Mr. Deutscher’s structure is built on scrupulous use of an astonishing range of material. Thus his book itself provides the evidence for his unnecessary and quite unhistorical inflation of the exiled Trotsky’s political and prophetic roles. He notes that the Polish delegation (with which he was associated) opposed Trotsky’s decision to found a Fourth International. I well remember at the Founding Conference their somewhat effete objections. They failed because they, as well as every single delegate, lived in the faith that at the very outbreak of war, the Third International, like the Second International in 1914, would become national patriots and repudiate both the revolution and the USSR. This would immediately open the road for the Fourth International. Further, the main conference document asserted that the majority of the Russian leadership were preparing the restoration of private property in Russia. For us this ensured the revolutionary upheaval and adherence of the Russian proletariat to the Fourth International. That had been Trotsky’s thesis through the years and this grave error is what vitiates the undoubtedly brilliant insights and constant warnings of his political analyses. If, as Trotsky repeatedly asserted, the proletariat everywhere was being led to disaster by Stalinism, the conclusion could not be avoided that the proletariat was in some way unfitted for its tasks. Mr Deutscher does not show, because there is no evidence to show, that Trotsky ever concerned himself with the specific stage of social structure, new needs and new capacities, new perspectives of the proletariat, the basis on which Internationals like the First and Second were founded. Mr Deutscher somewhat wryly admits that the Fourth International was founded because the Third International had shown its inability to learn from its mistakes. Social organizations initiating new societies are not founded on such premises.

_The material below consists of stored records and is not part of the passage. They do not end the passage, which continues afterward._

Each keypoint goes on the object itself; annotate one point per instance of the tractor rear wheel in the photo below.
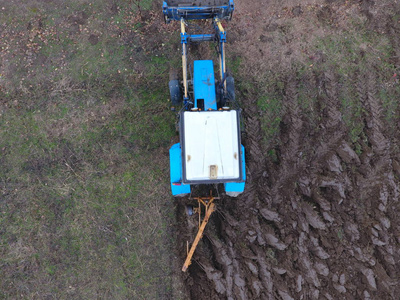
(174, 88)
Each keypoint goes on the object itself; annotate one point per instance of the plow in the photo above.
(210, 152)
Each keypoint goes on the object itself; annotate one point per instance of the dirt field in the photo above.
(319, 218)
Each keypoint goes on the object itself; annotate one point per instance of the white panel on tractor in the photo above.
(211, 146)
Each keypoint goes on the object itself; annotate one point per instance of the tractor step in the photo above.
(197, 9)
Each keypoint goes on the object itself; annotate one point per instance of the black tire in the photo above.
(174, 88)
(230, 88)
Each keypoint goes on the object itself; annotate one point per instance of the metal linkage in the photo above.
(209, 206)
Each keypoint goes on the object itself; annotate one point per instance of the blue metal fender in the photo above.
(175, 159)
(234, 189)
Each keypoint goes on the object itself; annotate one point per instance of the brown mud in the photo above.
(320, 222)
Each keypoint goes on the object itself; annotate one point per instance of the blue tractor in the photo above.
(210, 149)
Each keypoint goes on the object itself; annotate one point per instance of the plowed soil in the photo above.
(321, 221)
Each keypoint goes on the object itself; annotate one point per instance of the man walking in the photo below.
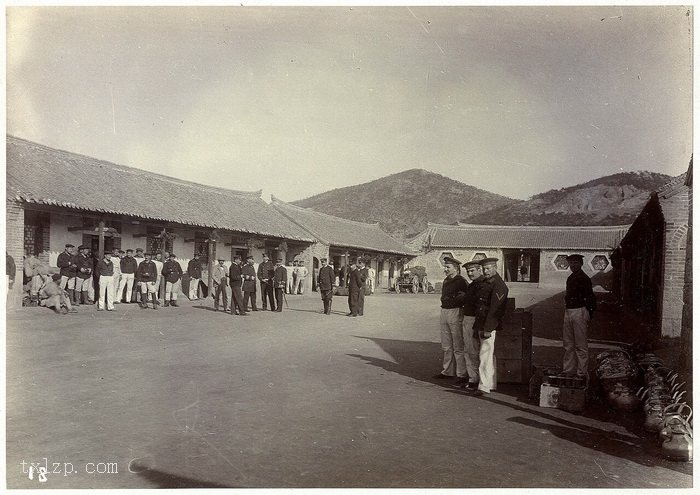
(472, 342)
(580, 305)
(302, 272)
(105, 272)
(326, 281)
(249, 284)
(454, 288)
(279, 282)
(172, 271)
(218, 277)
(128, 266)
(266, 272)
(146, 274)
(194, 271)
(235, 273)
(491, 307)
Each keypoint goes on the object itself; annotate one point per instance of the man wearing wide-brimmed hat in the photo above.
(580, 304)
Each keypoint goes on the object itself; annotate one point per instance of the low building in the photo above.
(534, 255)
(652, 258)
(342, 240)
(56, 197)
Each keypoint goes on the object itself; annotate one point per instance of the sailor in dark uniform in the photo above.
(580, 305)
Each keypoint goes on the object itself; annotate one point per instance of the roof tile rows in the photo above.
(520, 237)
(38, 174)
(341, 232)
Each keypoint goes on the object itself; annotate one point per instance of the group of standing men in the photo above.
(471, 314)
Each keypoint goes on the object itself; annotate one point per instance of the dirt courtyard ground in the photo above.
(187, 397)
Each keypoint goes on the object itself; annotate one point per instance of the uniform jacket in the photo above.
(172, 271)
(326, 278)
(128, 264)
(147, 272)
(235, 274)
(280, 277)
(194, 268)
(579, 292)
(248, 278)
(266, 270)
(357, 279)
(491, 304)
(105, 268)
(84, 265)
(218, 275)
(453, 291)
(65, 263)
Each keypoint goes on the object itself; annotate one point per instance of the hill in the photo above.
(611, 200)
(405, 202)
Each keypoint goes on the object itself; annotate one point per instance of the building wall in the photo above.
(550, 276)
(675, 210)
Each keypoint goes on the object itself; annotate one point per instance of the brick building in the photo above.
(341, 240)
(651, 259)
(531, 255)
(55, 197)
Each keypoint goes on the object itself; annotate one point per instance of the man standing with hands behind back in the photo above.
(491, 307)
(580, 304)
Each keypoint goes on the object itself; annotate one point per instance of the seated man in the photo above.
(52, 296)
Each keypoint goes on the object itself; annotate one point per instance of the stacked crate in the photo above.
(514, 346)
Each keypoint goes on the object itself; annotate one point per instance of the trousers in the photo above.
(452, 342)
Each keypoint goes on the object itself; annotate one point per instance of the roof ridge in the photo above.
(137, 171)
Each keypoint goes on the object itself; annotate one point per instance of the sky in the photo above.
(296, 101)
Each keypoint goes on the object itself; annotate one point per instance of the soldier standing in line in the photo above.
(146, 275)
(580, 305)
(116, 264)
(194, 271)
(128, 266)
(279, 282)
(472, 343)
(218, 277)
(326, 281)
(363, 274)
(491, 307)
(105, 272)
(235, 281)
(454, 288)
(84, 274)
(266, 272)
(249, 284)
(172, 271)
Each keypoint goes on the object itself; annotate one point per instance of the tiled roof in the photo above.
(519, 237)
(341, 232)
(38, 174)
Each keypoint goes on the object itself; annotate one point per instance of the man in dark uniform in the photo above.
(279, 282)
(266, 272)
(68, 270)
(128, 266)
(580, 304)
(84, 274)
(194, 271)
(326, 281)
(454, 288)
(172, 271)
(472, 343)
(147, 274)
(491, 307)
(363, 274)
(235, 280)
(249, 284)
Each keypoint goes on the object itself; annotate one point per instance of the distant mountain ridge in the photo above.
(405, 202)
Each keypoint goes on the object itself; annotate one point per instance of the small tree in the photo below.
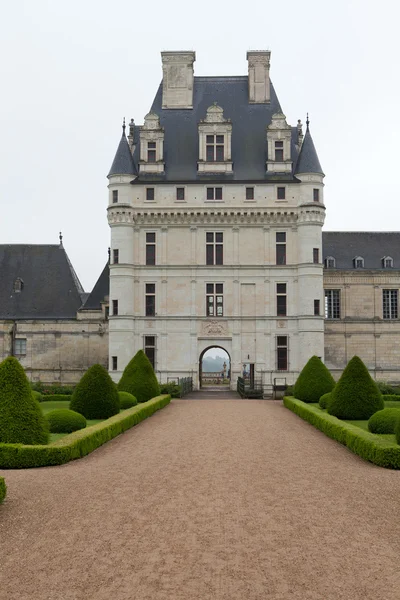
(139, 378)
(356, 395)
(95, 396)
(313, 382)
(21, 418)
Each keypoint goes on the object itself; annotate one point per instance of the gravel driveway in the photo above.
(211, 500)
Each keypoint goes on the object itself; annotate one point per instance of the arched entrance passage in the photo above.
(215, 368)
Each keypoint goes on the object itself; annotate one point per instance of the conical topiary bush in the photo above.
(139, 378)
(95, 396)
(313, 382)
(21, 418)
(356, 395)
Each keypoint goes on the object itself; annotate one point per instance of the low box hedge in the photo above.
(80, 443)
(369, 446)
(3, 489)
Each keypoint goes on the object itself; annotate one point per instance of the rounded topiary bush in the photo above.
(384, 421)
(139, 378)
(126, 400)
(63, 420)
(356, 395)
(313, 382)
(95, 396)
(21, 418)
(324, 400)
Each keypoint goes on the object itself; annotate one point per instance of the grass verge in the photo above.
(80, 443)
(376, 449)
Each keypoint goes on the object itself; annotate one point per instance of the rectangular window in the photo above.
(281, 193)
(150, 248)
(281, 302)
(180, 193)
(249, 193)
(215, 299)
(150, 299)
(150, 349)
(332, 304)
(214, 248)
(390, 304)
(20, 346)
(281, 248)
(279, 151)
(281, 353)
(149, 193)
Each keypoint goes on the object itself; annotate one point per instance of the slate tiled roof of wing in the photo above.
(249, 122)
(51, 289)
(372, 246)
(100, 291)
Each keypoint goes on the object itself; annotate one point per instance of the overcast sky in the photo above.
(70, 71)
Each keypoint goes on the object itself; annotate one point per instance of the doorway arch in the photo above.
(222, 377)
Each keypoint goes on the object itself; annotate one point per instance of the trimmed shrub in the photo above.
(384, 421)
(21, 419)
(356, 395)
(323, 401)
(139, 378)
(314, 381)
(95, 396)
(3, 489)
(63, 420)
(126, 400)
(37, 396)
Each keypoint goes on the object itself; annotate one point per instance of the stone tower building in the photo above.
(216, 209)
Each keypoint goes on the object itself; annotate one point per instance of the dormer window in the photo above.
(387, 262)
(330, 262)
(151, 145)
(18, 285)
(358, 262)
(215, 133)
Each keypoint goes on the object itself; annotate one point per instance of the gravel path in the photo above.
(210, 500)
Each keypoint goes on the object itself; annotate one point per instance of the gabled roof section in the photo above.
(372, 246)
(51, 288)
(249, 139)
(123, 161)
(100, 291)
(308, 161)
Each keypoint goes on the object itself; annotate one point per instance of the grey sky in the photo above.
(71, 70)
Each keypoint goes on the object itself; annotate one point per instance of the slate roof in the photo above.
(372, 246)
(51, 288)
(123, 162)
(100, 291)
(249, 142)
(308, 161)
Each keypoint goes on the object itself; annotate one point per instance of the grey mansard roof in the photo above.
(308, 161)
(372, 246)
(249, 140)
(123, 162)
(50, 290)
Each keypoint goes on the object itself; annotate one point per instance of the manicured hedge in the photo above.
(3, 489)
(369, 446)
(80, 443)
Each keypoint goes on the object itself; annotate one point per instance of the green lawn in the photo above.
(51, 405)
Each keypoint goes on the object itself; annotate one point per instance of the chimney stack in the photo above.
(178, 78)
(259, 84)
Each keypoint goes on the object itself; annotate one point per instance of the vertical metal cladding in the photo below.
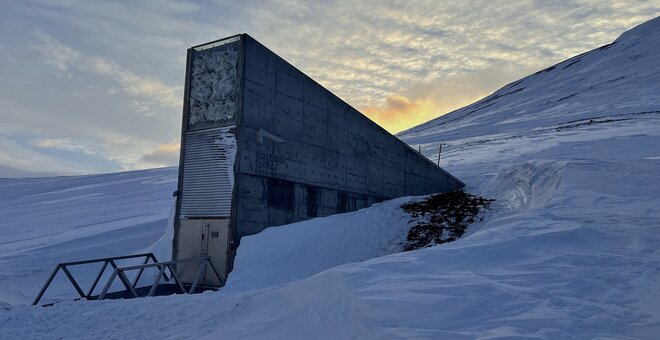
(208, 173)
(208, 153)
(300, 151)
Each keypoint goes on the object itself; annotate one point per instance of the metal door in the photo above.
(203, 237)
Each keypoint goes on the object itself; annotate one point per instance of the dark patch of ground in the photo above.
(443, 218)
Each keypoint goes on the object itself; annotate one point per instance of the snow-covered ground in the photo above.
(570, 250)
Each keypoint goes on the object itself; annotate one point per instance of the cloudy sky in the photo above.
(97, 86)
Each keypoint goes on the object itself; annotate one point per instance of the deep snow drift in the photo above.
(569, 250)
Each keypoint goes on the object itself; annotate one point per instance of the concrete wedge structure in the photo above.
(263, 145)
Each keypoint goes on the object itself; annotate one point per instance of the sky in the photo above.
(97, 86)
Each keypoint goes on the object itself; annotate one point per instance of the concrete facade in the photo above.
(301, 152)
(333, 158)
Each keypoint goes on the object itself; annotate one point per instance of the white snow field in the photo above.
(570, 250)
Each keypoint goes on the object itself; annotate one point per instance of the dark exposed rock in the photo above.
(443, 218)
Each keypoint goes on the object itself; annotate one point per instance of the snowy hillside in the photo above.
(568, 251)
(50, 220)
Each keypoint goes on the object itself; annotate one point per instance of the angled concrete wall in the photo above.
(303, 152)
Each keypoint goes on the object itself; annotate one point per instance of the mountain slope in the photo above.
(615, 82)
(568, 251)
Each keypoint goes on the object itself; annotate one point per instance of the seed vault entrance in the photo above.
(263, 145)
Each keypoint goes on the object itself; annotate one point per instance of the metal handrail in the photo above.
(106, 260)
(120, 272)
(203, 260)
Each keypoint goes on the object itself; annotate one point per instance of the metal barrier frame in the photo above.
(120, 272)
(203, 260)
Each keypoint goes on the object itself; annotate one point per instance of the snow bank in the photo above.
(299, 250)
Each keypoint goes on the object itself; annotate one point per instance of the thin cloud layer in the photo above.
(107, 77)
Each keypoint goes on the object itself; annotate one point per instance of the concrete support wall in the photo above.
(303, 152)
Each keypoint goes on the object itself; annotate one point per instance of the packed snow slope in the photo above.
(570, 250)
(44, 221)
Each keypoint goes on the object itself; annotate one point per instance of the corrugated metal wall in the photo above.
(208, 173)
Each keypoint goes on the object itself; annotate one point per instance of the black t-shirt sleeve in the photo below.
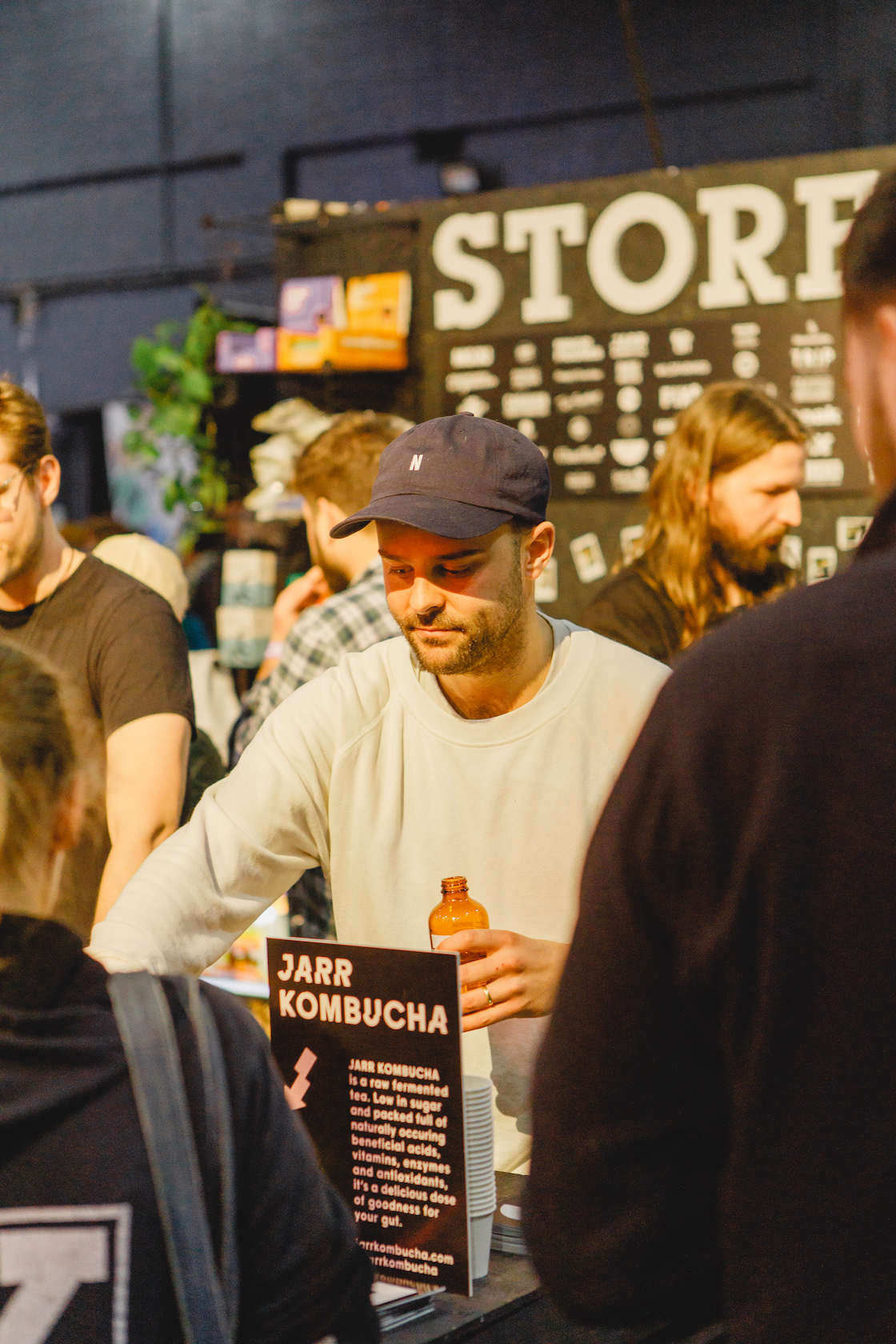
(302, 1273)
(142, 664)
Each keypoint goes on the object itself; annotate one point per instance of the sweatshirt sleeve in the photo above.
(250, 838)
(629, 1097)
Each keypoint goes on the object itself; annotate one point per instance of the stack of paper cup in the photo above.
(478, 1152)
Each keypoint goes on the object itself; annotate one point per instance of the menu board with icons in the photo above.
(601, 403)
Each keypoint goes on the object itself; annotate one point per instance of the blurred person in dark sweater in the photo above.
(716, 1098)
(81, 1238)
(722, 499)
(121, 646)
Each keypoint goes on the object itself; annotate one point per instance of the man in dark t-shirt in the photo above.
(116, 640)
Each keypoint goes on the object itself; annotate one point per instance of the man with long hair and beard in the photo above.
(722, 500)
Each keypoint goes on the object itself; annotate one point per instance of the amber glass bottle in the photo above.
(457, 911)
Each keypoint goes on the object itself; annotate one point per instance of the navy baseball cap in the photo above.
(457, 476)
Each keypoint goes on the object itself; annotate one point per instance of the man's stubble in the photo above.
(494, 638)
(22, 558)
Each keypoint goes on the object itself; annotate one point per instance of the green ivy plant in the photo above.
(175, 371)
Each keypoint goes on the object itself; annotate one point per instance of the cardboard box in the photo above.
(246, 353)
(310, 302)
(379, 304)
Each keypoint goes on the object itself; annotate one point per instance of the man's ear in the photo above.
(47, 478)
(538, 547)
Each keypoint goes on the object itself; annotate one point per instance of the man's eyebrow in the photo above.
(449, 555)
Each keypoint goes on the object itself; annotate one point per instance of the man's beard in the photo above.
(18, 559)
(754, 567)
(494, 640)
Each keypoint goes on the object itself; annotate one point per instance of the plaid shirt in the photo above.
(346, 622)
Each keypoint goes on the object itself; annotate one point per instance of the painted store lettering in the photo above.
(739, 266)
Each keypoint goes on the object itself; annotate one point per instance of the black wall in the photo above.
(234, 97)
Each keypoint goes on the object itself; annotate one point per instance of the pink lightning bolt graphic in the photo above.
(304, 1066)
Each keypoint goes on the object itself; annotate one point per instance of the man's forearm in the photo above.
(182, 910)
(126, 857)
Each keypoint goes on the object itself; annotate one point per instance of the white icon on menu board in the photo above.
(473, 405)
(746, 335)
(791, 551)
(629, 537)
(821, 563)
(472, 357)
(850, 531)
(524, 378)
(575, 350)
(629, 452)
(682, 342)
(587, 558)
(746, 363)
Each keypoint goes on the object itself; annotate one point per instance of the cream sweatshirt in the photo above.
(368, 772)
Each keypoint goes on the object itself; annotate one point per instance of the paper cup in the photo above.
(480, 1243)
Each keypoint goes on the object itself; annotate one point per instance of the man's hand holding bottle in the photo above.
(518, 978)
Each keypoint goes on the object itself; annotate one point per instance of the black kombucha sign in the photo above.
(368, 1042)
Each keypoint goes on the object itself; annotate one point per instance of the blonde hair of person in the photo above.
(727, 426)
(49, 746)
(23, 424)
(342, 464)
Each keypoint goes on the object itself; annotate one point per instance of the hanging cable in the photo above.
(642, 88)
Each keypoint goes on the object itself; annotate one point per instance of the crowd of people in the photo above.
(711, 1113)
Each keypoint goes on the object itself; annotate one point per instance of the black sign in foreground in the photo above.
(368, 1041)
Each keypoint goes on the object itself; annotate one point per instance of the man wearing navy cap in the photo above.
(484, 742)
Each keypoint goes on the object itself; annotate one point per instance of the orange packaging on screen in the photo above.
(454, 913)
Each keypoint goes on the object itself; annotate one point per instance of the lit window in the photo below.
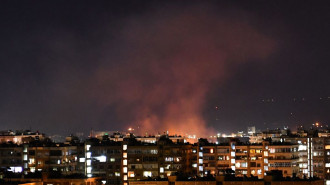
(88, 147)
(131, 174)
(265, 153)
(147, 174)
(89, 170)
(89, 162)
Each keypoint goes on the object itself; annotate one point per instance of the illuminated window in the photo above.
(131, 174)
(32, 169)
(259, 172)
(88, 147)
(147, 174)
(31, 161)
(302, 147)
(266, 153)
(89, 170)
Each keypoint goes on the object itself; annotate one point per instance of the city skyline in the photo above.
(185, 66)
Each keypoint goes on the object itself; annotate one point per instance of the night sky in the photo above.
(196, 67)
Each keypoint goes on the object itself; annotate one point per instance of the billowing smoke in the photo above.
(167, 63)
(152, 70)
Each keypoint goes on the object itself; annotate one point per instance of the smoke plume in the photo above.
(167, 64)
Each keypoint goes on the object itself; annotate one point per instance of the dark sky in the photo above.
(69, 66)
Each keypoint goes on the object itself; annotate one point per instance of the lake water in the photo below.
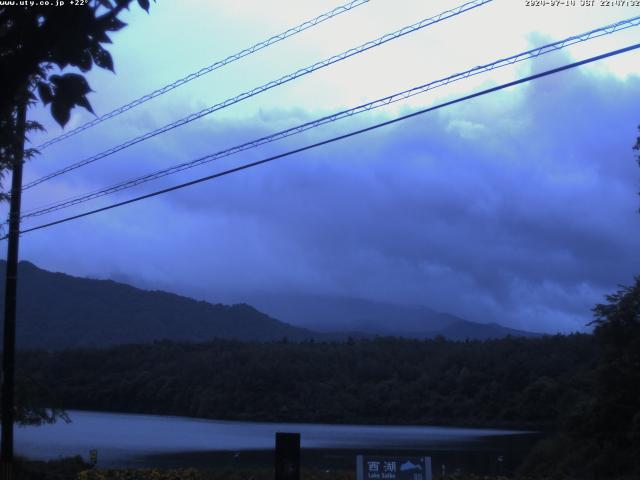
(127, 440)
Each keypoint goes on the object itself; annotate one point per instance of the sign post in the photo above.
(287, 456)
(393, 468)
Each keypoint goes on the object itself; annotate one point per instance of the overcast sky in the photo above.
(519, 207)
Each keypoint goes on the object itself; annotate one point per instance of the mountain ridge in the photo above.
(58, 311)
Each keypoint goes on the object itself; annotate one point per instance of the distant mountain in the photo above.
(329, 314)
(57, 311)
(464, 329)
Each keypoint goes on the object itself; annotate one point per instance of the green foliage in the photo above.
(37, 38)
(61, 469)
(601, 435)
(510, 382)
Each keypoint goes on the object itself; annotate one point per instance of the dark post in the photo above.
(9, 346)
(287, 456)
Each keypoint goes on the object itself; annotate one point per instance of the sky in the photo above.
(518, 207)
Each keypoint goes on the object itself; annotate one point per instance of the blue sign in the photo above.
(393, 468)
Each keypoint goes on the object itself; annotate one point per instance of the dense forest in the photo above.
(509, 382)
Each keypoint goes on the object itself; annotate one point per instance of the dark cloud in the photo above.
(519, 207)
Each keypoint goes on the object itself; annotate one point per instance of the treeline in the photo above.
(512, 382)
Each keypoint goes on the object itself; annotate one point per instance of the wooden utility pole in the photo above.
(9, 341)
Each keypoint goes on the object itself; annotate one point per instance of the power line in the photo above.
(208, 69)
(267, 86)
(335, 139)
(535, 52)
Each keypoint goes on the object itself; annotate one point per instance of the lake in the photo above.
(129, 440)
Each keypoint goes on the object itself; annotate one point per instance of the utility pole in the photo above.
(9, 341)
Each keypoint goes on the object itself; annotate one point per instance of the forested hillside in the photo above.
(58, 311)
(508, 382)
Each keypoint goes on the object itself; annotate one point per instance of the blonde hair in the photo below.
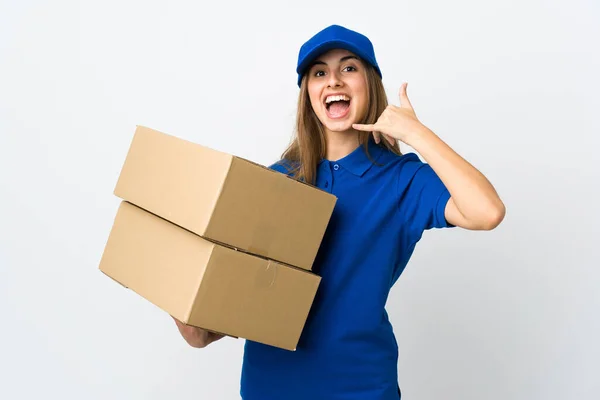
(309, 146)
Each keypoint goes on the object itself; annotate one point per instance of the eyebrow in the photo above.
(341, 60)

Mr Deutscher faithfully notes that in his last years Trotsky was pro-Ally against Hitler, that in an unfinished article he called on American workers to defend American capitalism in World War II, that in 1939 he stated in print that if the war did not result in the socialist revolution, then it would have to be accepted that Marxism was utopia. Mr Deutscher either palliates or deplores Trotsky’s departures from what he repeatedly describes as “classical Marxism.” By this he obviously means the doctrines of Lenin which Trotsky’s party “the Bolshevik-Leninists,” was founded to maintain and continue. Writing with 1945-1963 in mind, Mr Deutscher does not hesitate to conclude that on this type of Leninism, “Trotsky, the man of practical action, would hardly have found any effective role for himself in this whole post-war drama.” Politics has the last word. The conclusion, though politically a logical one, thus places an unconvincing epitaph on the indomitable revolutionary whom the world knew and this book so powerfully resurrects.